A few weeks after the consecration of St. John’s Church in 1925, a writer spent Holy Week and Easter Day visiting the many new churches in the growing city of Los Angeles. Of all the new churches seen by the correspondent for The Churchman, “St. John’s Church is by far the most beautiful and artistic . . . there is nothing in the country like it. It is different. It is the old world set down in the new. It is like a diamond sparkling its radiant beauty of such rarity that one goes and comes and goes again to see this lovely church.”
Over ninety years later, even longtime Angelinos visit St. John’s Cathedral for the first time and exclaim, “I had no idea there was anything like this in Los Angeles!” For those who have the privilege of worshipping here week after week, it is easy to forget the impression made by that first visit, easy to allow the art and architecture to recede into the background instead of engaging it for fresh insights.
For this Lenten pilgrimage, five images from our historic building have been selected for what they have to say about the Passion of our Lord.

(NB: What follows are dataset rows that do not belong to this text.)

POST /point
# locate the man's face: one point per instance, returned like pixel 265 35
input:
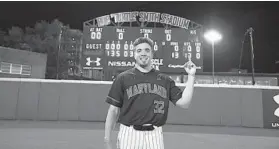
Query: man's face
pixel 143 55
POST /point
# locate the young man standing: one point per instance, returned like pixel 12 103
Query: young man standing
pixel 140 97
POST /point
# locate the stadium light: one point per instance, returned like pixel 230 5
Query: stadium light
pixel 212 36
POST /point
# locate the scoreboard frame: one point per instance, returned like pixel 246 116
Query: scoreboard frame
pixel 139 20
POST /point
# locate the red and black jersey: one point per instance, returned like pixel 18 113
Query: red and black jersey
pixel 143 98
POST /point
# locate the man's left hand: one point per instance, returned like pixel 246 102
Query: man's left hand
pixel 190 68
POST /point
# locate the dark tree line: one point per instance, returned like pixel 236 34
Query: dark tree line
pixel 44 37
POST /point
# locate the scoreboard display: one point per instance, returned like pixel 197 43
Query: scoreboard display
pixel 111 47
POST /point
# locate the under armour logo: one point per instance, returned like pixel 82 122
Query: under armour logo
pixel 89 61
pixel 276 99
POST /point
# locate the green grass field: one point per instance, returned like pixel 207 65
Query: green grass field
pixel 89 135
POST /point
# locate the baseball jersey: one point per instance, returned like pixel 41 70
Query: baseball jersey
pixel 143 98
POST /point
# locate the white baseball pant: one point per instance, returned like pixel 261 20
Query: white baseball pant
pixel 129 138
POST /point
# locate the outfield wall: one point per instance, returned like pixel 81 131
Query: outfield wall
pixel 220 105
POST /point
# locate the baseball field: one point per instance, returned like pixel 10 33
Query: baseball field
pixel 89 135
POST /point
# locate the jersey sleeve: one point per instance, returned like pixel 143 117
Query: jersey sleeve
pixel 175 92
pixel 116 93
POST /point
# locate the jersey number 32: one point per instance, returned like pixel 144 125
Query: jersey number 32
pixel 159 107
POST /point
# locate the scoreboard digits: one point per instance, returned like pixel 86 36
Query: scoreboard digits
pixel 173 47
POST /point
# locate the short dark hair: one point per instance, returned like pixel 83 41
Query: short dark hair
pixel 143 40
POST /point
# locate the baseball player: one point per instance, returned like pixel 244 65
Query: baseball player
pixel 139 100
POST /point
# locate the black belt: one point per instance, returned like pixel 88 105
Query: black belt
pixel 142 127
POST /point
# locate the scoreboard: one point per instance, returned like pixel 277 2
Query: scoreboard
pixel 111 47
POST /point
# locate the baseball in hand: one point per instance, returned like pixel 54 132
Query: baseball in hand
pixel 190 67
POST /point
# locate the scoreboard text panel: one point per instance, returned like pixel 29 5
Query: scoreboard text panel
pixel 113 45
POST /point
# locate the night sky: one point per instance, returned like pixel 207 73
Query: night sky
pixel 232 19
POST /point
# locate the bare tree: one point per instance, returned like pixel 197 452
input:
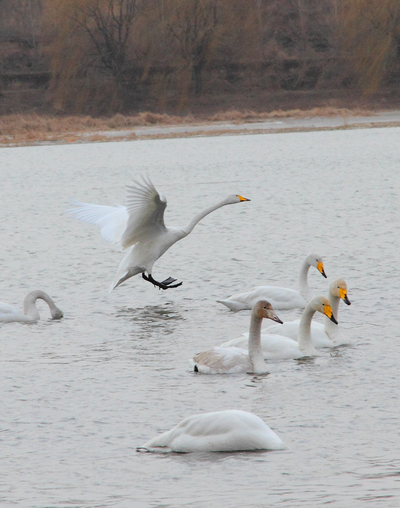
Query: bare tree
pixel 192 24
pixel 371 40
pixel 108 24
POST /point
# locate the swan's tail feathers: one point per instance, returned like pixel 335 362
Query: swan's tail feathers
pixel 122 276
pixel 154 449
pixel 111 220
pixel 232 305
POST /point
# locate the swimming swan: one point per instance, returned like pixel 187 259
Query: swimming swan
pixel 231 360
pixel 323 335
pixel 9 314
pixel 276 347
pixel 139 227
pixel 280 298
pixel 222 431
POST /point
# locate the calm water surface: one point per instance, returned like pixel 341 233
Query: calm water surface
pixel 79 395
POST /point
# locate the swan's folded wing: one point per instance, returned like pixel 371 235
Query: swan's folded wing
pixel 112 220
pixel 146 213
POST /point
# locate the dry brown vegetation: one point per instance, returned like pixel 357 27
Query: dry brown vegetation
pixel 100 57
pixel 35 129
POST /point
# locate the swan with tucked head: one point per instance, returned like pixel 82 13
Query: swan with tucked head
pixel 232 360
pixel 9 314
pixel 280 298
pixel 328 334
pixel 221 431
pixel 277 347
pixel 139 227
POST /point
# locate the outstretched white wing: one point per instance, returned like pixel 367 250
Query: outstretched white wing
pixel 145 210
pixel 112 220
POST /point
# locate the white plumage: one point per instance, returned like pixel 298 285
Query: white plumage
pixel 139 227
pixel 232 360
pixel 277 347
pixel 221 431
pixel 9 314
pixel 328 334
pixel 280 298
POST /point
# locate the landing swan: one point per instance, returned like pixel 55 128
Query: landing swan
pixel 280 298
pixel 323 335
pixel 139 227
pixel 232 360
pixel 9 314
pixel 222 431
pixel 276 347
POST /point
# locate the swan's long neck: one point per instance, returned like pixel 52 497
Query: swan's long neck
pixel 304 340
pixel 303 283
pixel 30 308
pixel 331 329
pixel 197 218
pixel 254 347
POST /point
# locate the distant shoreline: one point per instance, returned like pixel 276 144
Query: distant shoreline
pixel 33 130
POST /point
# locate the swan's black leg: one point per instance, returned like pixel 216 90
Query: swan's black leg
pixel 165 284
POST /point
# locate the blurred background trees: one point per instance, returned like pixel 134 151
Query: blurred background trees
pixel 104 56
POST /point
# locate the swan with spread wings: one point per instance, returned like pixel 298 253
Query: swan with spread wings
pixel 139 227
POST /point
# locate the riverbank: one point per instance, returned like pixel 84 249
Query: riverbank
pixel 33 129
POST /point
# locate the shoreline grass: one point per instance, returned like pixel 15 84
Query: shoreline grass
pixel 31 129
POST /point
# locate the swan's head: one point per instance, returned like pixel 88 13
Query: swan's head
pixel 316 261
pixel 235 198
pixel 339 288
pixel 263 309
pixel 321 304
pixel 56 313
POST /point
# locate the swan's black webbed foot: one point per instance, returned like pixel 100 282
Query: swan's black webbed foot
pixel 165 284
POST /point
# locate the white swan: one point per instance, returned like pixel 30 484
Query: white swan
pixel 231 360
pixel 9 314
pixel 278 347
pixel 323 335
pixel 222 431
pixel 280 298
pixel 140 227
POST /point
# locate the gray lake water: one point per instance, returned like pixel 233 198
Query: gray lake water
pixel 79 395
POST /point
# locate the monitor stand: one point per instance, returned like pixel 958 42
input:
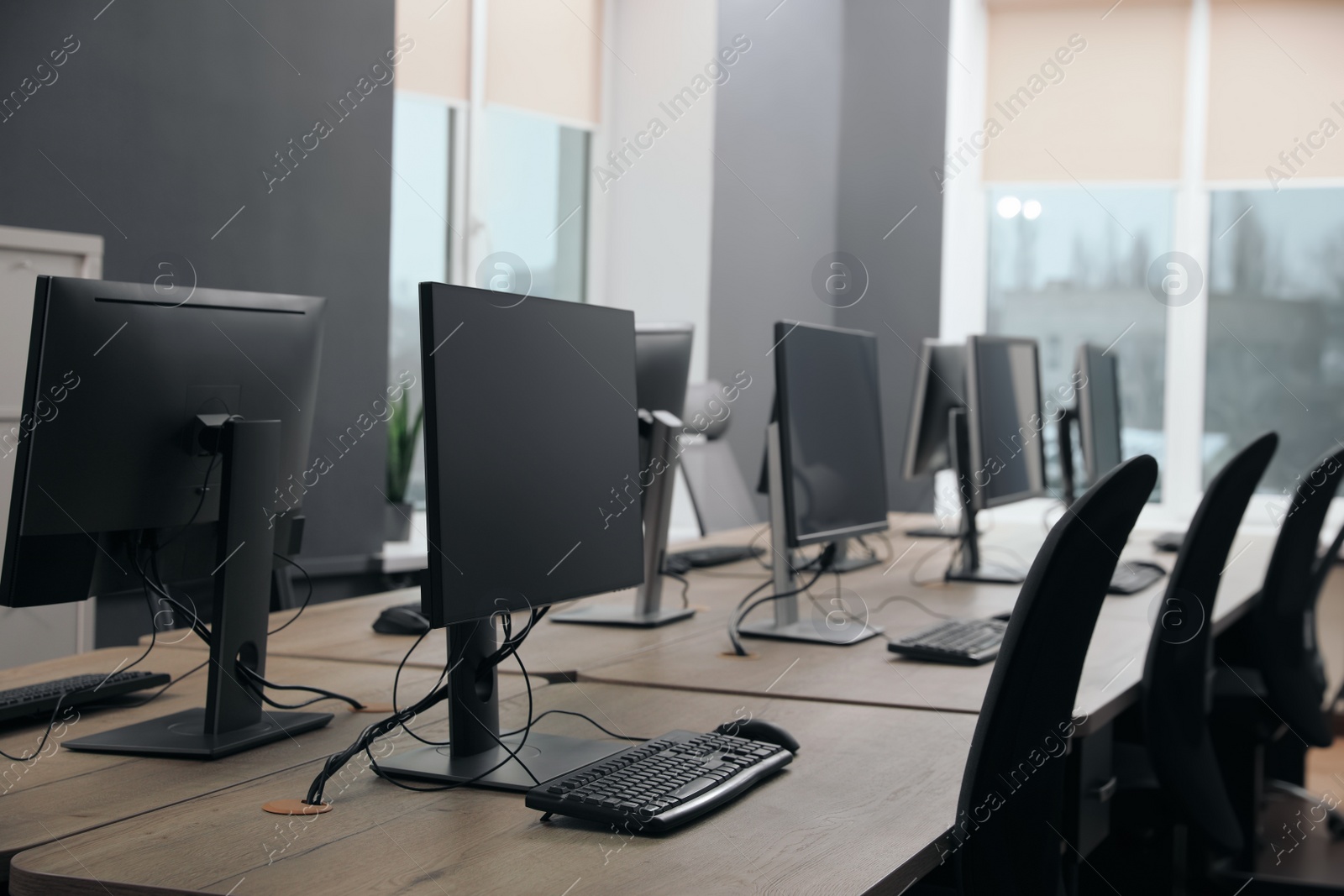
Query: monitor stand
pixel 475 731
pixel 846 563
pixel 833 626
pixel 967 564
pixel 660 429
pixel 233 719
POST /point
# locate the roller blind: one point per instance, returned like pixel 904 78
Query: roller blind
pixel 1102 96
pixel 1276 96
pixel 440 63
pixel 544 55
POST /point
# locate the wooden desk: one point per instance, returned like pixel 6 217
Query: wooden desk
pixel 869 673
pixel 857 812
pixel 64 793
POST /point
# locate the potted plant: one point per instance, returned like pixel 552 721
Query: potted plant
pixel 402 436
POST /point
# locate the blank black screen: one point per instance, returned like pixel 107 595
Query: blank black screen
pixel 830 432
pixel 1100 412
pixel 1008 456
pixel 531 459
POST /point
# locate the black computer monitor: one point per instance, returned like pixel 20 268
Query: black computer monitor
pixel 141 417
pixel 1005 416
pixel 662 365
pixel 824 469
pixel 940 387
pixel 530 441
pixel 835 476
pixel 1099 410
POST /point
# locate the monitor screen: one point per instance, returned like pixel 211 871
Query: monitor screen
pixel 530 452
pixel 662 365
pixel 1099 410
pixel 940 387
pixel 1007 454
pixel 830 416
pixel 116 379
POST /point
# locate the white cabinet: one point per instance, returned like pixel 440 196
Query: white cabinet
pixel 35 633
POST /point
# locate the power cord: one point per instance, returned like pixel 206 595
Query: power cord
pixel 822 563
pixel 398 719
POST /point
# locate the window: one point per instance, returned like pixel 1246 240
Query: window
pixel 1276 327
pixel 1068 266
pixel 534 206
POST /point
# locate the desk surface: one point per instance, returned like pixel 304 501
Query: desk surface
pixel 62 792
pixel 851 815
pixel 694 653
pixel 869 673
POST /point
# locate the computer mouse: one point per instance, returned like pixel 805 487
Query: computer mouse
pixel 759 730
pixel 401 621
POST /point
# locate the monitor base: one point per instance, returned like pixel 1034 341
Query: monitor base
pixel 617 614
pixel 546 755
pixel 181 735
pixel 991 573
pixel 932 532
pixel 842 633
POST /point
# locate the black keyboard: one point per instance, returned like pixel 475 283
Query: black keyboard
pixel 1132 577
pixel 963 641
pixel 662 783
pixel 699 558
pixel 40 699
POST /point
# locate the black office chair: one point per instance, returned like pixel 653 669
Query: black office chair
pixel 1168 773
pixel 1007 839
pixel 1283 625
pixel 1178 674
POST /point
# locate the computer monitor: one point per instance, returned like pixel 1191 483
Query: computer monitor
pixel 530 439
pixel 940 387
pixel 1003 394
pixel 826 459
pixel 998 443
pixel 1099 410
pixel 662 367
pixel 141 417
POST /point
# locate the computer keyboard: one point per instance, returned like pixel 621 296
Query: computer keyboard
pixel 711 557
pixel 662 783
pixel 1132 577
pixel 961 641
pixel 39 699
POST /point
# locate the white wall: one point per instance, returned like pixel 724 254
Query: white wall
pixel 652 223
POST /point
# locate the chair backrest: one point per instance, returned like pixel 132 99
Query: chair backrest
pixel 1180 654
pixel 1284 629
pixel 1012 789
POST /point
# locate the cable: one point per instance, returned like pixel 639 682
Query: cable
pixel 304 606
pixel 259 683
pixel 588 719
pixel 398 719
pixel 822 562
pixel 685 586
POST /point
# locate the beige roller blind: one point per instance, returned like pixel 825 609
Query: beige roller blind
pixel 1276 86
pixel 544 55
pixel 440 63
pixel 1104 96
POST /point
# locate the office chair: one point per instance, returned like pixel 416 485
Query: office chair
pixel 1171 774
pixel 712 476
pixel 1008 832
pixel 1283 625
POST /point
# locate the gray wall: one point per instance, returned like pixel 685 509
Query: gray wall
pixel 891 134
pixel 777 143
pixel 831 123
pixel 165 118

Two would have been seen by the visitor in 1925, two more date from the first two decades, and one is a later addition. Some are seen by all every Sunday, others less so. Each is in a different medium: stone, glass, paint, wood, and mosaic. All point to what artists, architects, clergy, and parishioners believed was important to say about our faith.
Any discussion of our historic building would be incomplete without mentioning The Rev’d George Davidson, D.D. On April 1, 1913, that Father Davidson began his long tenure as Rector, serving until 1951. His vision and leadership inspired the people of St. John’s to pray and give to build this house of prayer for all people.